Upon the revocation of the special status of the erstwhile state of J&K, the Home Minister of NDA government on the floor of the Raja Sabha referred to Article 370 as the “root cause” of radicalism and terrorism in the state.[26] Indeed, following August 2019, authorities have been able to control militant activities in the Valley, especially in South Kashmir that became the hub of militancy and terrorism after 2016. Many militant leaders, including Riyaz Naikoo of Hizb-ul Mujahedeen (HM), were killed by security forces.[27] Over the entire 2020, some 47 top commanders belonging to various outfits were killed.[28]

The number of stone-pelting incidents and strikes have also drastically come down after 5 August 2019, as have protests at encounter sites.[29] According to official data, Kashmir witnessed only  255 stone-pelting incidents in 2020[30] as compared to 1,999 in 2019, 1,458 in 2018, and 1,412 in 2017.[31] Many of the interviewees for this report noted that mass participation in ‘quasi-violence’ including stone-pelting has decreased substantially, as compared to pre-August 2019. They said they felt safer, especially for their children. A reason for the decline in quasi-violent incidents is that state forces, especially Army officials, have been reaching out to the people to attempt to redress their grievances. For example, on 21 February 2021 the Army organised a youth interaction programme under ‘Mission Pehal’ at Town Hall Pulwama.[32]

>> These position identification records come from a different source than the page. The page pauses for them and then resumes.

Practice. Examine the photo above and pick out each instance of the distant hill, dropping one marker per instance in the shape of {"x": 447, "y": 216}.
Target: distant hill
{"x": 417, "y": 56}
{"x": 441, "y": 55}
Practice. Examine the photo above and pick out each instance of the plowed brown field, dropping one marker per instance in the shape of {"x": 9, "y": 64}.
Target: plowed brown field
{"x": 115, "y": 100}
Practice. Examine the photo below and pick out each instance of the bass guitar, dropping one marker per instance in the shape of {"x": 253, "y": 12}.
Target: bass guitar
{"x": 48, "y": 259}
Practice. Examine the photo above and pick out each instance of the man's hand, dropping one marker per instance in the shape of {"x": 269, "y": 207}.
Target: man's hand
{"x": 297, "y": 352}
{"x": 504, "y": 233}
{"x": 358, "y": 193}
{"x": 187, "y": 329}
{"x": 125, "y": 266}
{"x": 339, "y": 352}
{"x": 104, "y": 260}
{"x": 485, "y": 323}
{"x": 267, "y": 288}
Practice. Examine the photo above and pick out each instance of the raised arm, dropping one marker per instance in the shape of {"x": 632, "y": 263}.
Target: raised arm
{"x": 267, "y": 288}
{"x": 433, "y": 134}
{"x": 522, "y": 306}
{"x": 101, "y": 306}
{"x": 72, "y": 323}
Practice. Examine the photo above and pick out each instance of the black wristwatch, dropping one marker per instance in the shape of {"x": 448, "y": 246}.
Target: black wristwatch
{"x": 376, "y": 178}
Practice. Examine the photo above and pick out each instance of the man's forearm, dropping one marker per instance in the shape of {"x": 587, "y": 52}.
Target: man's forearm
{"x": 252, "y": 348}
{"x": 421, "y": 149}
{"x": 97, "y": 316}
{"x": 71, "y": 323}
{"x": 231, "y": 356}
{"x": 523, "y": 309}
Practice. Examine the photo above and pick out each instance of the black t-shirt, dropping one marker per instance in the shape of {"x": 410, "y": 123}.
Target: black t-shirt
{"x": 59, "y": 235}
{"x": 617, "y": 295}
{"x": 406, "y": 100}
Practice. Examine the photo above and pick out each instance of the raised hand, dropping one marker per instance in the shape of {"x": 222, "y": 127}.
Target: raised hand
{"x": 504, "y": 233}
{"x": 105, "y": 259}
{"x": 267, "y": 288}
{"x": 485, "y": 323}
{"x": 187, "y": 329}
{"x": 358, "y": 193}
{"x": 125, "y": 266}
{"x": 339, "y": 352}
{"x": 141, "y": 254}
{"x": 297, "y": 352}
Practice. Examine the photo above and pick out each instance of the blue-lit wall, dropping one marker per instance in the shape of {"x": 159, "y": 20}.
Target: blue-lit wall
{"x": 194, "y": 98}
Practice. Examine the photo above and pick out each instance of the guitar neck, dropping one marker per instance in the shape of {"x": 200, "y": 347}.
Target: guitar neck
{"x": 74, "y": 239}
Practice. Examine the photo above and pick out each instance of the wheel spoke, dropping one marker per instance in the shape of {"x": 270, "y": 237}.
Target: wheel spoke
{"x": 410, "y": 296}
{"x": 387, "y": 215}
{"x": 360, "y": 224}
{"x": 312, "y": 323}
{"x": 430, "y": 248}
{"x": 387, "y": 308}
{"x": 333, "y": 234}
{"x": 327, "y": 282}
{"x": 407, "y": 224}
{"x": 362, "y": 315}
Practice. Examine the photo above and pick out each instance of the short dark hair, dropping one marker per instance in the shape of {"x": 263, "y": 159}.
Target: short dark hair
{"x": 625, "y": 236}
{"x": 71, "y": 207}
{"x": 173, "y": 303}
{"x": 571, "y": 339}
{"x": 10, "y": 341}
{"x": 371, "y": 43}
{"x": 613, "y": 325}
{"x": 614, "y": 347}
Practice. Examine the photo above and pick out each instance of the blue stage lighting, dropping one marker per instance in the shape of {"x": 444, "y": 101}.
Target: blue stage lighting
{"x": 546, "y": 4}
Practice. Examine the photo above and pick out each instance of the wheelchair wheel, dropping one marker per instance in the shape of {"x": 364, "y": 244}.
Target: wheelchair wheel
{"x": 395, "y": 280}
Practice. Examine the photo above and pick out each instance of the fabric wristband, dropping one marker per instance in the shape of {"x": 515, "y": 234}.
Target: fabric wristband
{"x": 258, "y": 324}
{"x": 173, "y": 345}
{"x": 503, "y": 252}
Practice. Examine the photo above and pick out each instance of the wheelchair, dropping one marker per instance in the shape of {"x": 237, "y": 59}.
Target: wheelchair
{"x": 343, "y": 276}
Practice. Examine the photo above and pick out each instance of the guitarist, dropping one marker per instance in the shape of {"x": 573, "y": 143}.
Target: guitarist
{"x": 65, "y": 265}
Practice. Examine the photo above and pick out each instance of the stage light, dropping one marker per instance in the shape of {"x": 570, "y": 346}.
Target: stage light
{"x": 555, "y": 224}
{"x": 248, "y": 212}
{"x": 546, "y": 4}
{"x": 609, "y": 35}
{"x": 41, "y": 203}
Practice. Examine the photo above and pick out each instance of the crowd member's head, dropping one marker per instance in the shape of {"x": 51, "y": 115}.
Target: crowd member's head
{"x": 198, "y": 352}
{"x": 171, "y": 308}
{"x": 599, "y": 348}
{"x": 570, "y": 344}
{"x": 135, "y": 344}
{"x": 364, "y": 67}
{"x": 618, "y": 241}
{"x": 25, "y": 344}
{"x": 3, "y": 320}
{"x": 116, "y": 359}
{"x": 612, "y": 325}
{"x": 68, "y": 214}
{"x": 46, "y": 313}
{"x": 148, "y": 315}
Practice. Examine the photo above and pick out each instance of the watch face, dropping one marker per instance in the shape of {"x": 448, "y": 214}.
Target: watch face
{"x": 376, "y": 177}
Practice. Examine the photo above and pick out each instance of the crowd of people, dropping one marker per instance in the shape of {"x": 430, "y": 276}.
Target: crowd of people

In 2020, 225 militants,[33] including 37 foreigners, were killed in joint security operations in the Kashmir Valley including the Pir-Panjal range.[34] In 2019, the number of killed militants was recorded at 154, including 35 foreigners.

The string of setbacks that the militants suffered in South Kashmir have forced them to rethink strategies and shuffle bases. Central Kashmir, especially Srinagar, has emerged as the new base of militancy. Out of 203 militants killed in 2020, 19 including HM’s operations chief Saifullah Mir, and the outfit’s district commander Junaid Ashraf Sehrai, were killed in Srinagar; in 2019, four were killed in Srinagar.[35]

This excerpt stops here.